# Opinions on Yuasa rotary table



## chucksterock (Sep 12, 2017)

I have been watching Craigslist for a rotary table for my Bridgeport and what's listed as a 12" rotary table.  The images are quite small but the tag says yuasa.  The guy is only asking $200.  Could this be a bargain?


----------



## mikey (Sep 13, 2017)

Might help to provide a link. Yuasa makes really good tools in general and their rotary tables are well thought of. Yuasa does make horizontal only as well as horizontal/vertical rotary tables and other kinds of powered tables. Before anyone can give you input, we need to see what you're looking at.


----------



## Bob Korves (Sep 13, 2017)

chucksterock said:


> I have been watching Craigslist for a rotary table for my Bridgeport and what's listed as a 12" rotary table.  The images are quite small but the tag says yuasa.  The guy is only asking $200.  Could this be a bargain?


Be aware that you will likely need lifting equipment to place and remove that size table on and off the mill.


----------



## chucksterock (Sep 13, 2017)

Here's a link:

https://cleveland.craigslist.org/tls/d/12-rotary-tablefor-bridgeport/6303643375.html


----------



## Billh50 (Sep 13, 2017)

looks like a good deal. But as Bob said, be aware that it will be very heavy and you will need a way to lift it on and off the mill.


----------



## seasicksteve (Sep 13, 2017)

I saw that I think if its in good shape that is a great deal. Thats going to be a heavy dude. I have a yuassa spacer and indexer I like them


----------



## mikey (Sep 13, 2017)

Yup, that's a Yuasa horizontal/vertical rotary table and if it is intact, that is a smoking deal. As everyone cautions you, that table weighs almost 150#; you might need a hoist. Do you really need something that big?


----------



## chips&more (Sep 13, 2017)

Do you even need a rotary table?

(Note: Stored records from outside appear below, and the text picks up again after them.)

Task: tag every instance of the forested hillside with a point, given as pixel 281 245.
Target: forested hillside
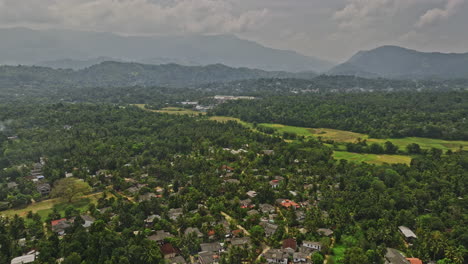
pixel 381 115
pixel 159 175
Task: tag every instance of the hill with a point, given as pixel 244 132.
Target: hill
pixel 119 74
pixel 34 47
pixel 401 63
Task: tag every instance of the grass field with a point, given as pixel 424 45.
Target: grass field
pixel 44 208
pixel 172 110
pixel 346 136
pixel 371 158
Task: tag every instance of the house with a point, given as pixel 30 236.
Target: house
pixel 146 197
pixel 408 233
pixel 393 256
pixel 193 230
pixel 414 260
pixel 289 204
pixel 59 226
pixel 212 247
pixel 240 241
pixel 276 256
pixel 160 236
pixel 274 183
pixel 176 260
pixel 290 243
pixel 12 185
pixel 88 220
pixel 43 188
pixel 312 245
pixel 267 208
pixel 150 220
pixel 168 250
pixel 299 257
pixel 270 229
pixel 251 194
pixel 175 213
pixel 325 232
pixel 208 258
pixel 30 257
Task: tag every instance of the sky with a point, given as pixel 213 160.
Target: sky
pixel 329 29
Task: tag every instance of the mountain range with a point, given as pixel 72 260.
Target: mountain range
pixel 402 63
pixel 79 49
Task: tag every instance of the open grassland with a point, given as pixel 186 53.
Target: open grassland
pixel 346 136
pixel 44 208
pixel 371 158
pixel 172 110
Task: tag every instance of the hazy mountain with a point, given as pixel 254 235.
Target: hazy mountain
pixel 26 46
pixel 397 62
pixel 120 74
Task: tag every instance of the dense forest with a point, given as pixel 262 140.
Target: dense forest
pixel 188 173
pixel 381 115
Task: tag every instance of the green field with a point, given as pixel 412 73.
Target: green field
pixel 44 208
pixel 172 110
pixel 371 158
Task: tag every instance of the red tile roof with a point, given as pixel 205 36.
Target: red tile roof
pixel 414 260
pixel 56 222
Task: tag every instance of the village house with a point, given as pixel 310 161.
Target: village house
pixel 312 245
pixel 193 230
pixel 407 233
pixel 276 256
pixel 28 258
pixel 160 236
pixel 168 250
pixel 393 256
pixel 88 220
pixel 43 189
pixel 174 213
pixel 299 257
pixel 59 226
pixel 205 257
pixel 267 208
pixel 270 229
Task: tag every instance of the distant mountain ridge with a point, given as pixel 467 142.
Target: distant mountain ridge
pixel 34 47
pixel 402 63
pixel 121 74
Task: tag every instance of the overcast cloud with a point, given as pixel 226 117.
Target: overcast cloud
pixel 329 29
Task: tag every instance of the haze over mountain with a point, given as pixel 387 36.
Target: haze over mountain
pixel 398 62
pixel 120 74
pixel 66 48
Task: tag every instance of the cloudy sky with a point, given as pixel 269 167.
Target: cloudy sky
pixel 329 29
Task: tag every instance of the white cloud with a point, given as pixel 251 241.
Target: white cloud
pixel 133 16
pixel 436 14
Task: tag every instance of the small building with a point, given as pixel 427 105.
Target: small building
pixel 43 188
pixel 408 233
pixel 393 256
pixel 290 243
pixel 299 257
pixel 267 208
pixel 30 257
pixel 205 257
pixel 193 230
pixel 168 250
pixel 325 231
pixel 175 213
pixel 312 245
pixel 160 236
pixel 240 242
pixel 276 256
pixel 212 247
pixel 88 220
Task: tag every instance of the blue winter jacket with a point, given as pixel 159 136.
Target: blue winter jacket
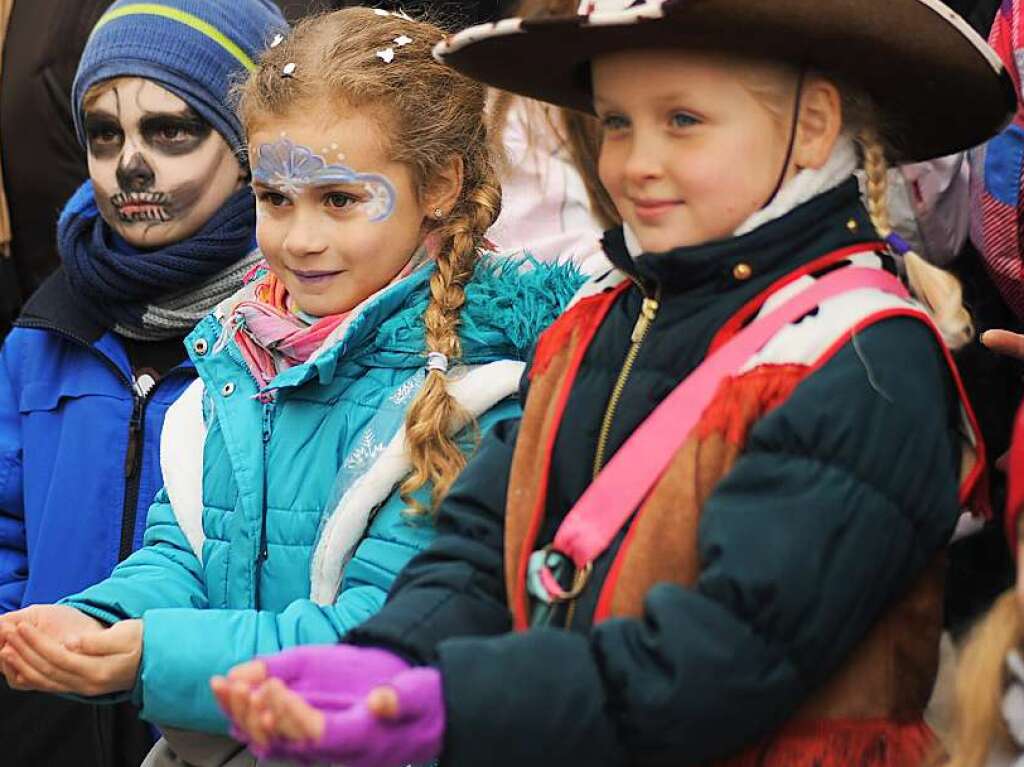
pixel 79 460
pixel 289 528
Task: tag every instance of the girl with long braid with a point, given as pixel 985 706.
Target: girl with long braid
pixel 716 535
pixel 340 391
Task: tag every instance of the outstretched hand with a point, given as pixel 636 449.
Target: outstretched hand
pixel 363 707
pixel 1005 342
pixel 93 662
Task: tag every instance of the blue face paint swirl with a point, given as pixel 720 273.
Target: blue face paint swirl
pixel 285 166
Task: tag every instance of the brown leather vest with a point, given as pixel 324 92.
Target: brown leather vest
pixel 886 681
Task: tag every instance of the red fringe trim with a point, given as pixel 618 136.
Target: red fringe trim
pixel 872 742
pixel 584 316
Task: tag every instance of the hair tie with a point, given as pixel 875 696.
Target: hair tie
pixel 436 361
pixel 898 245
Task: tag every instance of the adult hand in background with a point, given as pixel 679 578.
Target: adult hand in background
pixel 56 621
pixel 91 663
pixel 1005 342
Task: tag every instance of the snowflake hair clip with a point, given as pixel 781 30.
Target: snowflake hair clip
pixel 436 361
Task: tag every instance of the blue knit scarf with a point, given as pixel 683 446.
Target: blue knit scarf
pixel 152 295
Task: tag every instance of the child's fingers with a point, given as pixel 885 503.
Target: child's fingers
pixel 24 676
pixel 238 701
pixel 296 720
pixel 1005 342
pixel 383 702
pixel 51 657
pixel 254 721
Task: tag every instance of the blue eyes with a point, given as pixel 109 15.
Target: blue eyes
pixel 614 122
pixel 617 123
pixel 339 200
pixel 272 199
pixel 336 200
pixel 682 120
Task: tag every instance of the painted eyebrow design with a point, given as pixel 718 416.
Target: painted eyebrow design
pixel 100 118
pixel 186 118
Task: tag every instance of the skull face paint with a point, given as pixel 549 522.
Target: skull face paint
pixel 160 171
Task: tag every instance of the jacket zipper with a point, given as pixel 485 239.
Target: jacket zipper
pixel 264 551
pixel 133 455
pixel 648 310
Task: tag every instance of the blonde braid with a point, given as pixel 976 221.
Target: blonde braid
pixel 938 290
pixel 428 114
pixel 434 416
pixel 981 680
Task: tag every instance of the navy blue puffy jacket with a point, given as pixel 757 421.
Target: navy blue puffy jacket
pixel 79 451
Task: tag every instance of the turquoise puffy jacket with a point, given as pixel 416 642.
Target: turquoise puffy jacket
pixel 280 522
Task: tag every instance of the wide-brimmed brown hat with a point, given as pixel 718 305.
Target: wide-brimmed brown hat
pixel 939 86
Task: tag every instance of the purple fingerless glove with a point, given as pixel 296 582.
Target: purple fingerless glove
pixel 336 680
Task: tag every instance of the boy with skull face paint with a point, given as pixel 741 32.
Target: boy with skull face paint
pixel 162 231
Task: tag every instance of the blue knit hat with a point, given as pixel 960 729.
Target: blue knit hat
pixel 197 49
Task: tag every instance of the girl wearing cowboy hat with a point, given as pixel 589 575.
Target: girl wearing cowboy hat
pixel 716 535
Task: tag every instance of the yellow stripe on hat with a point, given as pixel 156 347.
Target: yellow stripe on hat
pixel 155 9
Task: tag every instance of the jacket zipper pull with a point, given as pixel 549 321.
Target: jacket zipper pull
pixel 134 431
pixel 647 312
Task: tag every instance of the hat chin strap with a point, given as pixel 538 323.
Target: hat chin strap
pixel 793 138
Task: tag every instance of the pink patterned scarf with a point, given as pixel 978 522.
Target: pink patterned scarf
pixel 272 338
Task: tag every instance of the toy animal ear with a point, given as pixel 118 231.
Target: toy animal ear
pixel 819 123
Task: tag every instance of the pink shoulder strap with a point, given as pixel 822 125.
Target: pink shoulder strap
pixel 610 500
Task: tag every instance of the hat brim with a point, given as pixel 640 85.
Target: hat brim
pixel 940 88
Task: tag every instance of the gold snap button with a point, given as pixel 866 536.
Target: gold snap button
pixel 742 271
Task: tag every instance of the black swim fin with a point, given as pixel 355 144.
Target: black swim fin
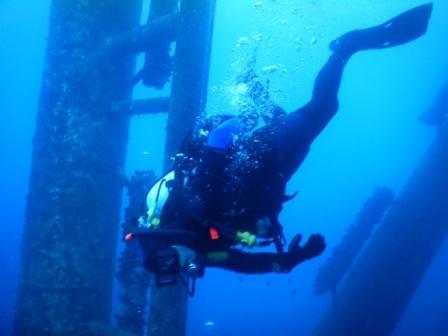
pixel 402 29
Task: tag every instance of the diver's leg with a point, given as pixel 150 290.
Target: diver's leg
pixel 402 29
pixel 313 117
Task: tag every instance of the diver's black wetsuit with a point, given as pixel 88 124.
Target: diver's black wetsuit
pixel 274 152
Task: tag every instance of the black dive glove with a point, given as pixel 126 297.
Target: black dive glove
pixel 297 254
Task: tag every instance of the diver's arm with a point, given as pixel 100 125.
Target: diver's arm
pixel 256 263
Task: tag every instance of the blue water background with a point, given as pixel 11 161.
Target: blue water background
pixel 376 139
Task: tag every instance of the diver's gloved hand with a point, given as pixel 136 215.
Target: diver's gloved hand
pixel 297 254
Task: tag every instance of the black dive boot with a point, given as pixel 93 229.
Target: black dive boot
pixel 402 29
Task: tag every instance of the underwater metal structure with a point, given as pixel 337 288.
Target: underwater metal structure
pixel 344 254
pixel 73 205
pixel 168 308
pixel 388 271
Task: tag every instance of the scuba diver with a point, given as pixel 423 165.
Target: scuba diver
pixel 229 179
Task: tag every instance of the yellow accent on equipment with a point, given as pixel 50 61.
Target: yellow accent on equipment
pixel 218 256
pixel 155 221
pixel 246 238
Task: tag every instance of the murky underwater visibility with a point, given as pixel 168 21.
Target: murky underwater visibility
pixel 373 183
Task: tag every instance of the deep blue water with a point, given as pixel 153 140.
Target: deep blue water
pixel 376 139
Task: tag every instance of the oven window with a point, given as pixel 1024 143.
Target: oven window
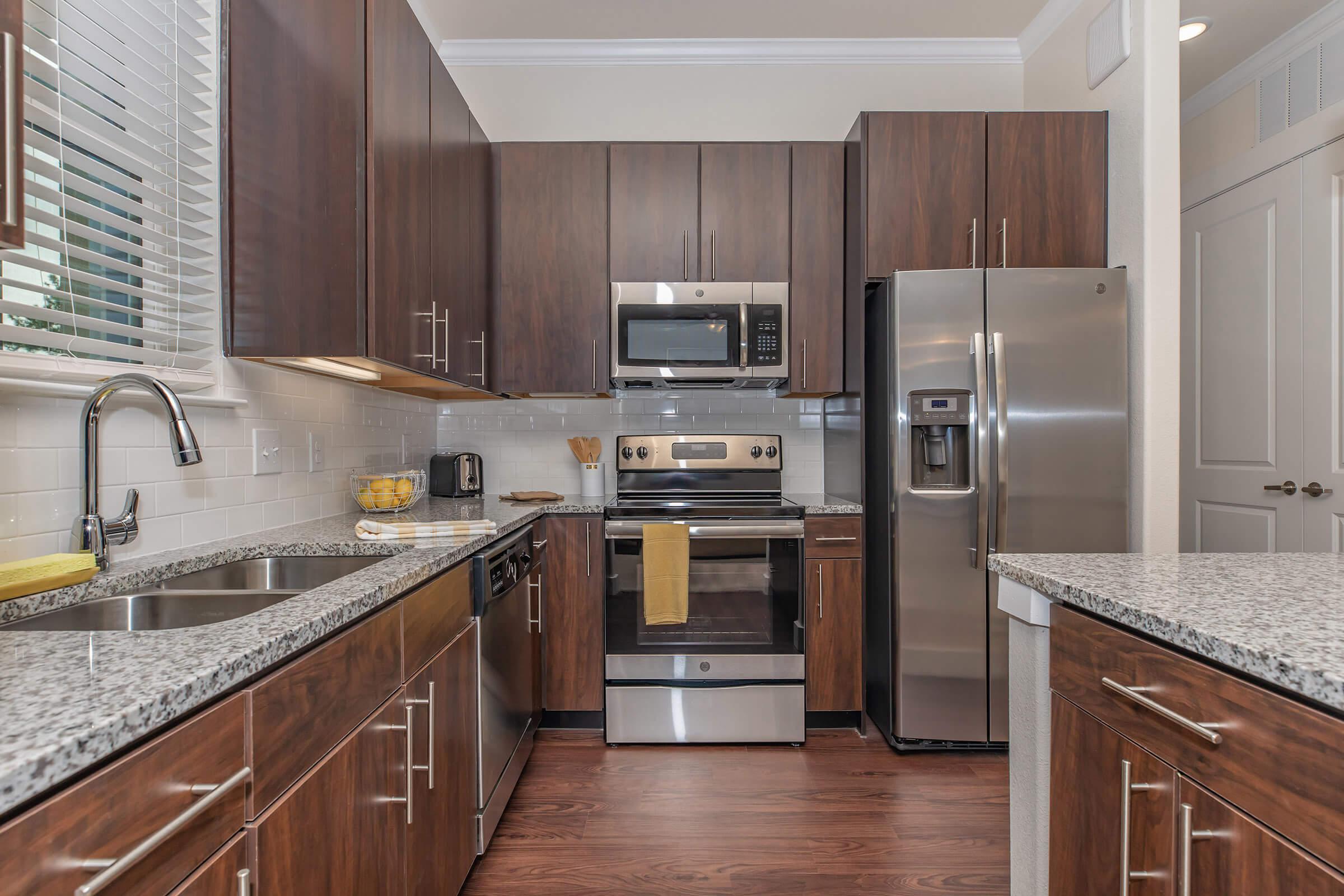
pixel 744 597
pixel 678 335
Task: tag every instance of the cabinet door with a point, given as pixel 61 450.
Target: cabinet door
pixel 342 829
pixel 553 307
pixel 451 223
pixel 835 634
pixel 1225 853
pixel 1046 184
pixel 573 615
pixel 816 288
pixel 400 300
pixel 745 213
pixel 441 840
pixel 478 334
pixel 926 191
pixel 1112 810
pixel 655 213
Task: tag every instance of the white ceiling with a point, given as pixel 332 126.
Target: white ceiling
pixel 615 19
pixel 1240 29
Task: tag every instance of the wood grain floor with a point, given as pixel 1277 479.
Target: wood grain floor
pixel 841 814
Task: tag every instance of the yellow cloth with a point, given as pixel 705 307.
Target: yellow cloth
pixel 667 568
pixel 22 578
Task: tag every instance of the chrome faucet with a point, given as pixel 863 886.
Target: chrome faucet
pixel 91 534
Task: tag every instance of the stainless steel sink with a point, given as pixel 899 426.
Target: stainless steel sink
pixel 217 594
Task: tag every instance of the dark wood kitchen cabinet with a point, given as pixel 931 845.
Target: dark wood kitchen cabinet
pixel 745 213
pixel 441 839
pixel 400 295
pixel 342 829
pixel 1089 765
pixel 552 314
pixel 1046 189
pixel 655 213
pixel 816 287
pixel 573 628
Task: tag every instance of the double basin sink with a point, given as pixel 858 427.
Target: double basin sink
pixel 199 598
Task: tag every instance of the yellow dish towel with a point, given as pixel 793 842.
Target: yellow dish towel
pixel 373 531
pixel 667 567
pixel 22 578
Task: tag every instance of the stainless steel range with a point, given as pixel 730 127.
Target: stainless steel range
pixel 733 672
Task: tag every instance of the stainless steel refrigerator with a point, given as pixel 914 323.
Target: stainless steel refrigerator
pixel 995 418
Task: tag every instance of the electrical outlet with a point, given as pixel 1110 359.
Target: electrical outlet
pixel 316 457
pixel 267 452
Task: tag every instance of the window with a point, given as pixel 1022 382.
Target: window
pixel 120 135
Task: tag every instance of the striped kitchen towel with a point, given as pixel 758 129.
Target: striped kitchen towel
pixel 373 531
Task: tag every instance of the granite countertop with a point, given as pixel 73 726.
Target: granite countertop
pixel 71 699
pixel 1275 617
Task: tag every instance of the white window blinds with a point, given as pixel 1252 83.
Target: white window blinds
pixel 120 187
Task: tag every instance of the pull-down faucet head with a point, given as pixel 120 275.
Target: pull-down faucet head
pixel 91 534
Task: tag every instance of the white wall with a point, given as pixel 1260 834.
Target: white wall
pixel 39 460
pixel 523 444
pixel 718 102
pixel 1143 99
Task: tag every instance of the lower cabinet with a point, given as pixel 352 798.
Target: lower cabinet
pixel 573 629
pixel 342 829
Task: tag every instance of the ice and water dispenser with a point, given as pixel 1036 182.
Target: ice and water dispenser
pixel 940 440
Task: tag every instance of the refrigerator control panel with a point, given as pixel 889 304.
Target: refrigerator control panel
pixel 946 410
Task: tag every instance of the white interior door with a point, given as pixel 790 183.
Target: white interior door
pixel 1323 338
pixel 1242 368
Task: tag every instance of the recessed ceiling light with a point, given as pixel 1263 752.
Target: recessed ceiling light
pixel 1191 29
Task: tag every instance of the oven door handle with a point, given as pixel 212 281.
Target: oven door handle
pixel 713 528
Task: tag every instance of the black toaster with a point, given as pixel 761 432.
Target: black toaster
pixel 456 474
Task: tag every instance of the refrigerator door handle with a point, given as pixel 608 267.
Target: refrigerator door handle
pixel 980 554
pixel 996 349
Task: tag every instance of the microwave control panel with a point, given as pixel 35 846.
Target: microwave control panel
pixel 765 325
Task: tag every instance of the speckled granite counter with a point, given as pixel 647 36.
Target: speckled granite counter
pixel 69 699
pixel 1276 617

I have a 12” heavy sucker. Have not used it in decades, just sits on the bottom shelf. I do work arounds (and I'm not talking CNC). I have not needed a rotary table in decades. I do use a Hardinge 5C indexer all the time. But, if you are a toolaholic, then you need not ask, just get it, it’s a very good price…Dave


----------



## Bob Korves (Sep 13, 2017)

The price is good, but so are big rotary tables around here.  I bought a cast iron surface plate from a guy near here who is also trying to sell half a dozen or more rotary tables of around that size and a little bigger.  He bought them as a lot and was trying really hard to sell me one, and would have bargained, they weren't moving.  Since CNC, they are just about obsolete in industry, and there are lots of them for sale that do not move because most hobbyists don't want to deal with the weight.  Still, Yuasa makes a quality rotary table, and it is a useful tool.  Reflect on what you really plan to use it for, and the logistics of storing and moving it, then check it out closely before laying your money on the table.


----------



## ezduzit (Sep 13, 2017)

That is a smoking deal on a most excellent quality table.

I store mine close by so I need only crank the mill table way over to slide the rotary table into place.


----------



## NCjeeper (Sep 14, 2017)

chips&more said:


> Do you even need a rotary table?


 I have an 8" table and use it a lot for projects.


----------



## ezduzit (Sep 14, 2017)

Here's my first fabrication on a mill, an end fitting for a 4" diameter sailboat boom. Used my Troyke rotary table to do much of it.







[/url][/IMG] 







[/url][/IMG]


----------



## Silverbullet (Sep 15, 2017)

Nice job,bet that would have been pricy.


----------



## ezduzit (Sep 15, 2017)

Sb--thank you.


----------



## eeler1 (Sep 18, 2017)

Years ago, maybe the 1950's and 1960's, we used to make fun of stuff made in Japan, but machine tooling was actually pretty good, including Yuasa branded stuff.   Agree with the others as far as need and scale are concerned.  But don't be afraid of the quality of the tool.


----------